Bob Dylan and the Band brought their reunion tour to arenas all across North America in January 1974 before touching down in New York City at the tail end of the month for three sold-out shows at Madison Square Garden. Demand for tickets was feverish, and a handwritten spreadsheet at the Bob Dylan Center in Tulsa, Oklahoma, shows that Yoko Ono, Miles Davis, David Bromberg, Bob Gottlieb, Allen Ginsberg, Murray The K, Mary Martin, Noel “Paul” Stookey, and Sid Bernstein were all on the guest list. (Paul Simon’s name was crossed out.)

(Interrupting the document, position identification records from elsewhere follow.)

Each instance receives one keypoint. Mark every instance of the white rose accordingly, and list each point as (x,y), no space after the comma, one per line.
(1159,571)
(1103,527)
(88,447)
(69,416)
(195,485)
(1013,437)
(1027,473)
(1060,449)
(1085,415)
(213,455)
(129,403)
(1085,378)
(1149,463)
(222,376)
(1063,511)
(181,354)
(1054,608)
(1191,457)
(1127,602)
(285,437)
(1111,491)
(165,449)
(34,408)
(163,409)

John Rockwell from the New York Times was also in attendance for opening night on January 30, 1974. “Yes, the voice of Mr. Dylan and the Band’s singers still sounded a little husky from the rigors of their month on the road,” he wrote. “Mr. Dylan was singing with a care and an in tensity extraordinary even for him. Suddenly—as it had in the Philadelphia concerts early this month—it all came together the rough‐edged, growling baritone, the emphatic delivery, the mocking, laughing distortions of the ends of phrases combined with the Band’s superb backings to present Mr. Dylan’s songs in a totally convincing light. It wasn’t the same as the records. But Mr. Dylan has always been an artist who grows and changes, and he is growing still.”
All three shows were professionally taped, but the only tracks to see official release were “Knockin’ on Heaven’s Door” from show one on 1974’s Before the Flood and “Highway 61 Revisited” from show two on the Band’s 2005 box set A Musical History. But Dylan’s sets from all three concerts are coming out in full on September 20 as part of the 27-disc copyright protection box set The 1974 Live Recordings.
Check out a preview of “Just Like Tom Thumb’s Blues” from opening night at MSG right here. The Band weren’t on the original recording when Dylan cut the song for Highway 61 Revisited, but they played it with him every night on their legendary 1965/66 tour, where they often faced boos from angry folk purists for playing electric music. Nobody was booing when they reunited in 1974, and the final line of “I’m going back to New York City, I do believe I’ve had enough” from “Just Like Tom Thumb’s Blues” was greeted by roars from the crowd at Madison Square Garden.
Nearly every show from the 1974 tour was captured by bootleggers, but this box set is the first chance to hear most of them with pristine audio. The Band’s nightly set of their own music is excluded.